80-20 Rule and Programming

alright!, this is my first post under the novaleaf’s blog (the introduction does not count)  so.. i gonna start with a veryyyy general topic one. it might be a bit boring but it’s worth reading because this might change your way of understanding things around you..!?

so let’s see… the 80-20 rule (Pareto principle) states that.. for many events, 80% of the effects comes from 20% of the causes…. well, what’s that suppose to mean?   if you don’t get it, then try to understand these examples, ”80% of the country’s wealth is owned by 20% of the population” another easier example might be.. “20 percent of the people do 80 percent of the work” .. how’s that ..? read the sentence again and think back to your workplace or school then you’ll see that somehow… it’s true.
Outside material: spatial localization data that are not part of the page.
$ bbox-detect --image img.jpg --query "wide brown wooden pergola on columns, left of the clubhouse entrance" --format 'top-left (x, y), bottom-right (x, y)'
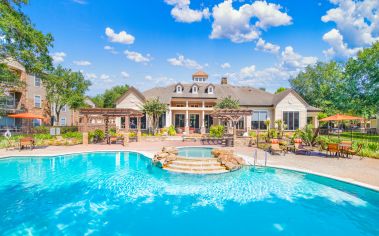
top-left (79, 108), bottom-right (144, 144)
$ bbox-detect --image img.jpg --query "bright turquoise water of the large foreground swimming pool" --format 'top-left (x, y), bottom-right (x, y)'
top-left (0, 153), bottom-right (379, 236)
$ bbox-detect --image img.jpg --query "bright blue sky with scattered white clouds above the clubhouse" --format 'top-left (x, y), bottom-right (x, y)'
top-left (23, 0), bottom-right (379, 96)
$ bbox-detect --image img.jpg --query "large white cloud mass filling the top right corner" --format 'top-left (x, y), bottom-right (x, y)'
top-left (321, 0), bottom-right (379, 58)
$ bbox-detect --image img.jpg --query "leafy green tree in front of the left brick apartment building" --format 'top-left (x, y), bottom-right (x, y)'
top-left (43, 66), bottom-right (91, 125)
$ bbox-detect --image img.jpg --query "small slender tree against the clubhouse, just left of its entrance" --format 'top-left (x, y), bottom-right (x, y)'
top-left (142, 98), bottom-right (167, 133)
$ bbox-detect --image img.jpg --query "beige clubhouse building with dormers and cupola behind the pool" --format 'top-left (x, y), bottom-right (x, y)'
top-left (115, 71), bottom-right (321, 133)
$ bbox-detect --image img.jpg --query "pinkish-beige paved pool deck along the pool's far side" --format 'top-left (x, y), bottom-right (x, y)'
top-left (0, 141), bottom-right (379, 191)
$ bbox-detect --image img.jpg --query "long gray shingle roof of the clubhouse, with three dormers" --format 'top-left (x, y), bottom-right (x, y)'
top-left (142, 83), bottom-right (320, 111)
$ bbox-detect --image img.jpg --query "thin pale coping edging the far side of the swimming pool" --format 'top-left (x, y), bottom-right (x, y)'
top-left (0, 146), bottom-right (379, 192)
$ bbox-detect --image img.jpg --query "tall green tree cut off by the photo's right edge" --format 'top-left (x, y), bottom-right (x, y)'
top-left (344, 42), bottom-right (379, 117)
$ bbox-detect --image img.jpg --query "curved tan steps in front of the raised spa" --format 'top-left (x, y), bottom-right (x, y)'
top-left (163, 158), bottom-right (229, 174)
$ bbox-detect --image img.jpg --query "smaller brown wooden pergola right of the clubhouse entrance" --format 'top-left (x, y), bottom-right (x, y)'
top-left (211, 109), bottom-right (253, 139)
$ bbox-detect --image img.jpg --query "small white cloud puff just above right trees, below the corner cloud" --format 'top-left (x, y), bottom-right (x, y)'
top-left (322, 29), bottom-right (362, 59)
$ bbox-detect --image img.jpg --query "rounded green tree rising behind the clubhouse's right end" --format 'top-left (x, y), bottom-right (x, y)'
top-left (290, 61), bottom-right (346, 114)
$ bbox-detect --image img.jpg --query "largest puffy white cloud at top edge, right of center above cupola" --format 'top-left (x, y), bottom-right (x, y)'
top-left (210, 0), bottom-right (292, 43)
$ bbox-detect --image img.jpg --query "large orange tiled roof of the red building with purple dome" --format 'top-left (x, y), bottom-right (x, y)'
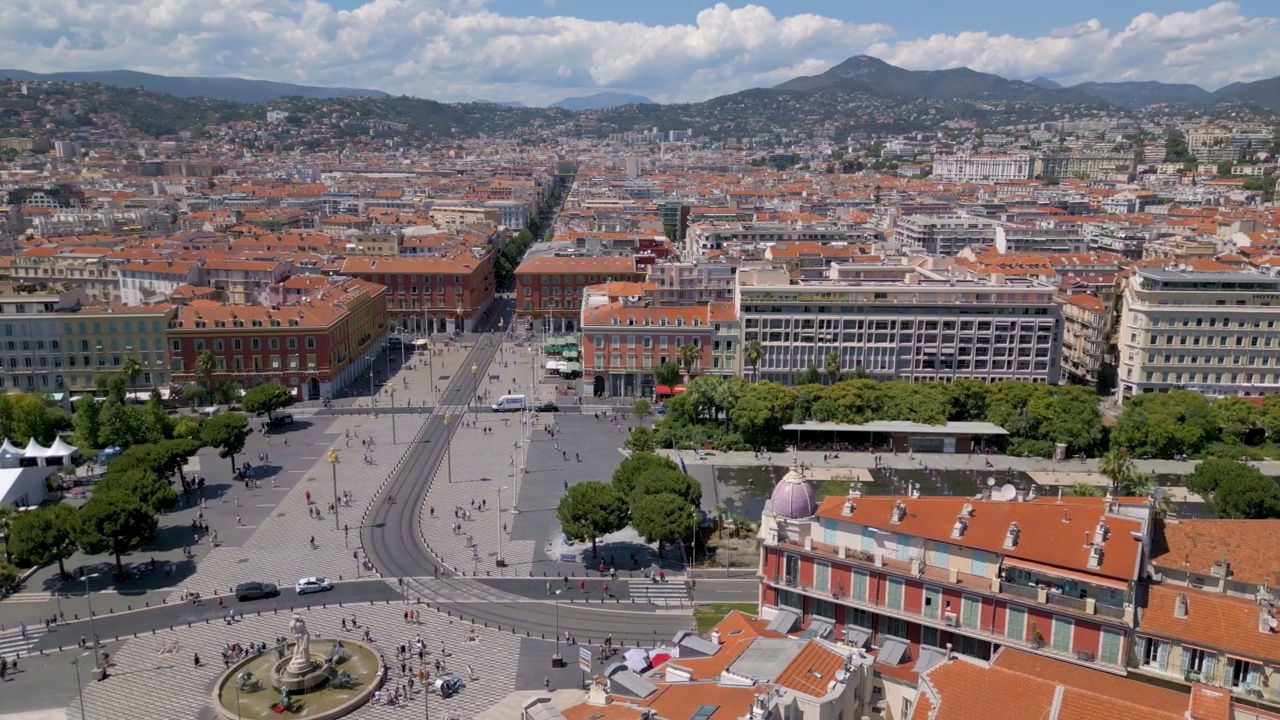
top-left (817, 496), bottom-right (1142, 580)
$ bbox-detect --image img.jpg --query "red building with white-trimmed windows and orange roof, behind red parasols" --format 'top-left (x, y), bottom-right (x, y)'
top-left (580, 283), bottom-right (711, 397)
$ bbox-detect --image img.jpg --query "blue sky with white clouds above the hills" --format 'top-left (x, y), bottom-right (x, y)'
top-left (0, 0), bottom-right (1280, 105)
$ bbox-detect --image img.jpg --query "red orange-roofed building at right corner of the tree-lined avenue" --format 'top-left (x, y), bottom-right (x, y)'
top-left (516, 255), bottom-right (645, 332)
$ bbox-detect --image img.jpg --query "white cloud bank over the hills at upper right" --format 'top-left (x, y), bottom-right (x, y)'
top-left (868, 1), bottom-right (1280, 90)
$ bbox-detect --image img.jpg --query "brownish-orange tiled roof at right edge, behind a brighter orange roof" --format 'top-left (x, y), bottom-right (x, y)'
top-left (1151, 520), bottom-right (1280, 585)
It’s hard to know exactly why this principle works, but it does work.

so how does this has anything to do with programming?? well,.. i’d say that 20 percent of our code will do 80 percent of the work! , this makes sence, right? that makes us realize that… 20 percent of the code need optimization, as it is the most critical to the overall performace of the application.

taking about optimization, the key to do the optimization is measurement!!, because… we’ll never know what needs to be optimized unless we measure, right? so measurement is very important during software development life-cycle. it would be bad if at the end of the cycle, we realize that the application is not performing well…

however, we need to make sure that we don’t overdo the optimization, otherwise we’ll wasted our time and resources. for example, the is no reason to try to make a method to be superrrr fast if it’s only called once when the application starts or ends, or….., if we found some performancewise issue on some module but the overall performance of the system is acceptable, then.. we might only want to note it down and ignore it until we can make sure that it is the bottleneck of the performance, since there is no need to waste time optimizing the part of the code that’s not  the real cause of the whole problem.